With their presence across many of EnsembleAge's base model clocks, it emphasizes their stacked contributions to the EnsembleAge clocks to further improve accuracy. The strong correlation between these CpGs' blood DNAm data and chronological age in the GTEx dataset also demonstrates the high fidelity of our clock and previous clocks' analysis of blood DNAm data. To better highlight their individual contributions, the specific biological relevance and age-associated methylation pattern of each CpG is as follows.

Cg16867657 (PCC: 0.90) is located in the Elongation of Very Long Chain Fatty Acids Protein 2 (ELOVL2) gene and is one of the most consistently replicated age-associated CpG sites, showing a near-perfect positive correlation with age across multiple tissues [33]. Cg07553761 (PCC: 0.83), which is linked to the TRIM59 gene, shows strong age-associated methylation changes and has been identified among key CpGs that are predictive of aging in multiple regression-based epigenetic clocks [34]. Cg21572722 (PCC: 0.76) is also located in ELOVL2 and appears to be one of the top differentially methylated sites associated with age in whole blood [35]. The ELOLV2 gene plays a key role in elongating fatty acids involved in lipid metabolism. Cg04875128 (PCC: 0.75) is located within the FHL2 gene and exhibits strong age-associated methylation across tissues, making it a widely used feature in aging clocks because of its robust age correlation [36].

Cg19500607 (PCC: −0.72) is located in the HTR4 gene which encodes the 5-hydroxytryptamine (serotonin) receptor 4, which has been shown to play roles in neurodevelopment and neural function, and its signaling is involved in pathways relevant to aging processes such as neurogenesis, synaptic plasticity, and cognitive performance [37]. Cg16008966 (PCC: −0.72), found in the SLC12A5 gene, shows methylation patterns significantly associated with aging and cognitive health outcomes in population epigenetics studies [38]. Cg16054275 (PCC: −0.71), associated with the GPR15 gene, exhibits decreased methylation with age and has also been identified in environmental epigenetic studies, further supporting its relevance in aging and immune system regulation [39]. Cg15804973 (PCC: −0.69), located in the promoter region of MAP3K5, is negatively correlated with age and has been linked to aging-related cell stress and apoptosis pathways [40, 41]. Together, these eight CpGs, spanning genes involved in lipid metabolism, immune regulation, neural function, and stress response, form a biologically diverse and age-sensitive panel. Age-related diversity, including positive and negative correlation, underscores their collective strength in enhancing the precision and robustness of our EnsembleAge clock models in capturing biologically meaningful age differences in tissues affected by various factors [42]. Given the strong correlation of these CpGs to methylation changes associated with aging, alterations at these sites may serve as indicators of epigenetic age acceleration or as potential risk factors for age-related diseases.

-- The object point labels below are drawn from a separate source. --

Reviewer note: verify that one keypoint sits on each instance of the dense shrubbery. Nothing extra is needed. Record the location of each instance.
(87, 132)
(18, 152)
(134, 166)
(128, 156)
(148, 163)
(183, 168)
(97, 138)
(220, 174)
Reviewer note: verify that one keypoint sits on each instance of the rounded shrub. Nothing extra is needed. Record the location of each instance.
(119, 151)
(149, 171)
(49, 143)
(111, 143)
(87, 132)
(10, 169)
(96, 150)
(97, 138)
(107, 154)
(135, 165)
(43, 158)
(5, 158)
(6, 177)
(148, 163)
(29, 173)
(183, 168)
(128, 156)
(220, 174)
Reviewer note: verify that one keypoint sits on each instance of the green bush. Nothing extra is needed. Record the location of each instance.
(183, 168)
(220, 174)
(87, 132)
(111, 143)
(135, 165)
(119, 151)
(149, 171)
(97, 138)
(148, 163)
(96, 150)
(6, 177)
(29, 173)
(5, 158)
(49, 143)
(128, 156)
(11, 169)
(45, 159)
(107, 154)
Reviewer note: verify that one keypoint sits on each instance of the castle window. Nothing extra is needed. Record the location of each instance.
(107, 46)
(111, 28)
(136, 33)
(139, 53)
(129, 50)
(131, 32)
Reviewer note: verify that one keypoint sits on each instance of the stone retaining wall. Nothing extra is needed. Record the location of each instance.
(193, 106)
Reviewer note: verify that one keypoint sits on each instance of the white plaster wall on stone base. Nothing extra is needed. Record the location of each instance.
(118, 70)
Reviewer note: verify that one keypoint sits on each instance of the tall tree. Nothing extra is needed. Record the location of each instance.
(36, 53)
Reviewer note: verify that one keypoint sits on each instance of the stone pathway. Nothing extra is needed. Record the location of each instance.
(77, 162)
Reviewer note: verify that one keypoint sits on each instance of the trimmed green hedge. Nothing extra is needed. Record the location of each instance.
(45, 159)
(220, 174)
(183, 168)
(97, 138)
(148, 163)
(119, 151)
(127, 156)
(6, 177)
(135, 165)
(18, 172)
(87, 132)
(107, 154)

We applied our EnsembleAge clock models to cumulus cells, highly specialized ovarian somatic cells that support the growth, development, and maturation of the oocyte. Cumulus cells were collected from women undergoing intra-cytoplasmic sperm injection (ICSI) cycles to compare epigenetic ages between samples resulting in positive versus negative pregnancy outcomes (GSE144664) [45]. Although cumulus cells from pregnancy-positive cases exhibited signs of greater maturation compared to those from unsuccessful cases, the small sample size and high sensitivity of methylation ratio changes prevented the results from reaching statistical significance (Fig. 6E, Supplementary Table 13). We applied our EnsembleAge clock models to obesity-related methylation data (GSE73103) [46], which includes an overweight cohort (N = 70) and a normal BMI cohort (N = 269). Little evidence of age acceleration was observed in the overweight group compared to the normal BMI group (Fig. 6F, Supplementary Table 14). Four applications highlight the significant potential of EnsembleAge clock models for both clinical and forensic usage.